Auth0 user session persistence under classic experience

gloria · July 26, 2021, 4:33pm

Background: Vue3 Single Page Application
Issue: Auth0 classic experience (Classic Universal Login Experience), after user logged in, then refresh the page, the user is required to log in again (the session is not persisted)
Question: In auth0, how to persist the login session when using Classic Experience?
Definition and more info: New Universal Login Experience
Under title “How it is different from Classic Universal Login”, it says:

Single Sign-on (SSO) and Silent Authentication will work properly, which does not happen in the Classic Experience.
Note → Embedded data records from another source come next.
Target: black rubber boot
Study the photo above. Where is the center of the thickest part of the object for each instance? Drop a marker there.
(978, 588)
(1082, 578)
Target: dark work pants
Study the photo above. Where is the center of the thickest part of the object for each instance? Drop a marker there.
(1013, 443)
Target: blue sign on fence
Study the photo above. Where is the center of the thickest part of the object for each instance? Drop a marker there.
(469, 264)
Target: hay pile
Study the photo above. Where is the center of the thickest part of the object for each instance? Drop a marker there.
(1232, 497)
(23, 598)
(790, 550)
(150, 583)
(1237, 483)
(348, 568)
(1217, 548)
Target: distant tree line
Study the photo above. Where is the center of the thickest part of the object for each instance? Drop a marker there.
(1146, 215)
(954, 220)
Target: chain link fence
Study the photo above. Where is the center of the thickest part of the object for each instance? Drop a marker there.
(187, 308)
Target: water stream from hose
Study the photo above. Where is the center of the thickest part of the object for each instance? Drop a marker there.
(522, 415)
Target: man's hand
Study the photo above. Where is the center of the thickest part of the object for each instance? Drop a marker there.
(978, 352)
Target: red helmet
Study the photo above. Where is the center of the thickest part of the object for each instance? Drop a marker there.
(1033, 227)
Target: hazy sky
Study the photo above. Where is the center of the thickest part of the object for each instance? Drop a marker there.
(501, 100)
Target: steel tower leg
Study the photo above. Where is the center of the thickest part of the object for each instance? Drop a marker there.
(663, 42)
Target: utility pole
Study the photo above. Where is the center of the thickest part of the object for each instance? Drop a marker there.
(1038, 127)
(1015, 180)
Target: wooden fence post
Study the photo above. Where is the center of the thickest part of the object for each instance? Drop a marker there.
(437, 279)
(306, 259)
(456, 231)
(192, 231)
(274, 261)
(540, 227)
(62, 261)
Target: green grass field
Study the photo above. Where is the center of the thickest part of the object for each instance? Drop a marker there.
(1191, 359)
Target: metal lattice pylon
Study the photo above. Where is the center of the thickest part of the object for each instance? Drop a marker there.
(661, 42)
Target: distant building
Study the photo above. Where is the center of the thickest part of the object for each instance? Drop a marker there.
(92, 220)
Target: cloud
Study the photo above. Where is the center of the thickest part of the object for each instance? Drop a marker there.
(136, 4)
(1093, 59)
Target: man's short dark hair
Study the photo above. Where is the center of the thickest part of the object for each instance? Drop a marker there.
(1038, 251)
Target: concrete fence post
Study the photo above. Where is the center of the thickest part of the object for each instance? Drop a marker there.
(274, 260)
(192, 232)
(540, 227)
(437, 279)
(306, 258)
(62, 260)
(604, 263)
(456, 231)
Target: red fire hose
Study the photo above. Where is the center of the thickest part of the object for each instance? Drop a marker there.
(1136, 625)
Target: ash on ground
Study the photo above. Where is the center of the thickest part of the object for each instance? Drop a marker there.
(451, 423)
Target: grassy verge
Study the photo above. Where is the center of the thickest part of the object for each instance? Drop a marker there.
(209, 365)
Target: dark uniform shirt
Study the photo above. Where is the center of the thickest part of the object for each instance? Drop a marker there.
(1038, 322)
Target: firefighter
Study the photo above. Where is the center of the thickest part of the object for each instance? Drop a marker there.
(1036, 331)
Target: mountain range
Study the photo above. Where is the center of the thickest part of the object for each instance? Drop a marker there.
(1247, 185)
marcus.baker · July 27, 2021, 1:00am

Hi!

That bullet point in the docs you pasted is for using social connections with auth0 Development Keys, which is not recommended or supported in a production environment.

The Auth0 session in the browser is handled by the auth0 cookie for both Classic Lock and New Universal Login.

Newer browser restrictions can make it harder for a SPA to perform silent authentication.

One way around this is to use a Custom Domain.
You can also utilize Refresh Tokens as another avenue for SPAs.

Auth0 Authentication API Cookies:

Auth0 Custom Domains:

Securing SPA apps with Refresh Token Rotation:

Hope this helps!

konrad.sopala · July 27, 2021, 9:33am

Thanks for helping on this one Marcus!